Feigning to take his aid, James cups his hand into Regulus’, but instead of pulling himself up, he pulls him in. A strangled gawk escapes Regulus as he’s tugged in, limbs spreading like a starfish as he falls in with a satisfactory splash.

 

James smirks, “Oops.” He mocks, feigning innocence.

 

Regulus breaks through the water with a harsh inhale of air, shaking his soaking wet curls out of his eyes and landing James with a deadly glare almost instantly, “James Fleamont Potter. You fucking asshole.

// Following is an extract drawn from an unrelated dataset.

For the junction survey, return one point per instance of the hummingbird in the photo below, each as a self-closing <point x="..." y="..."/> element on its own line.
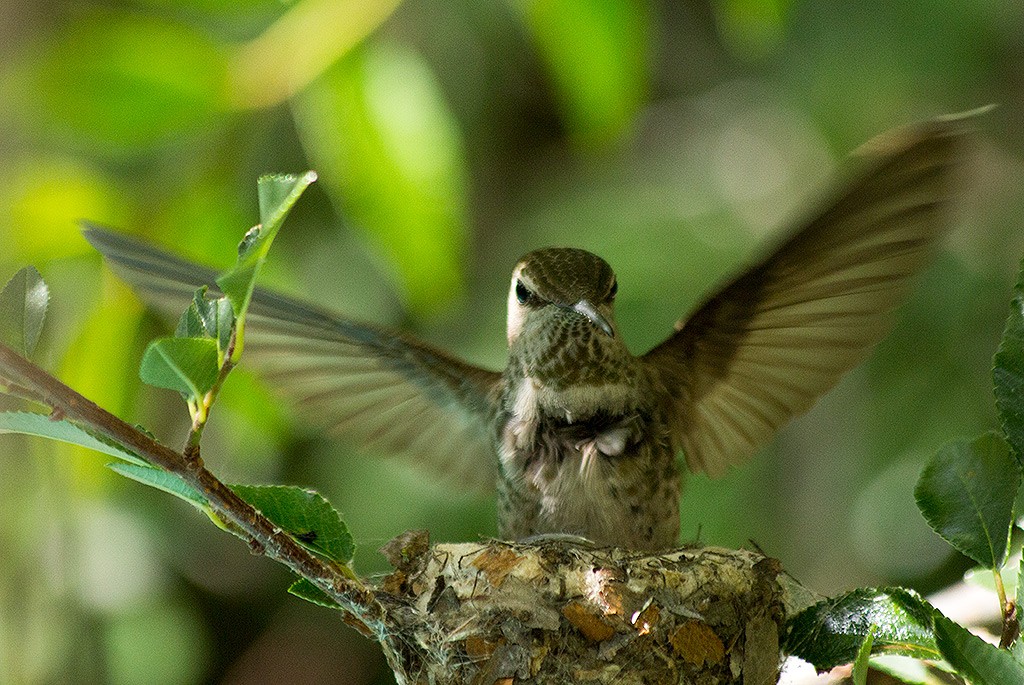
<point x="580" y="435"/>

Come here!” Regulus scolds, immediately swiping to jump on James and push him under the water, yet James responds with his Chaser reflexes of avoiding bludgers, avoiding him skilfully.

 

“Catch me if you can!” James sing-songs tauntingly, and so they play a game of cat-and-mouse, swimming lazily through the lake at what’s got to be 1am by now, splashing and laughing boyishly like they wouldn’t be facing detentions for the rest of the year if they were caught. Instead, they just exist.

 

And when Regulus finally catches him, instead of drowning James like he intended to, he pulls him into a searing, bruising kiss, which makes James think, oh, I should’ve let him catch me sooner.

 

They don’t go in for a while.

 

────── ⋆⋅☆⋅⋆ ──────

 

When they finally get back to Gryffindor tower, because James decided for Regulus that he would undoubtedly be in James’ arms tonight, in his hoodie and his bed, they’re soaked. And sure, they could’ve used a drying spell, but where’s the authenticity in that?

 

What they don’t expect to find in the common room, however, is the remaining three Marauders, scolding James for not returning to the meeting point secondly, but firstly hammering into James for what is Regulus doing here!? You’re dripping all over our carpets! (like they owned them, possessive gits.)

 

What they sort of do expect, when the pair tells Sirius about their newfound mutual attraction, is the certain huff of exaggerated dramatics, Sirius wailing all whilst being clad in a dressing robe, a wand threaded through his long hair in a bun, and holding a warm cup of tea to his chest (where did he even get that?) like he’s just experienced the worst betrayal of his life.

 

And the final thing they don’t expect, is after all three Marauders go to bed, now peacefully aware that James is alive, because that’s what’s most important to them, is when James and Regulus share a tender is kiss in the common room, they break apart to slow clapping in the corner of the room.

 

And the kid that stays in the corner, looking entirely too smug with himself as he sips hot chocolate?

 

Jared.

Notes:

not my best work but i adore it nonetheless!!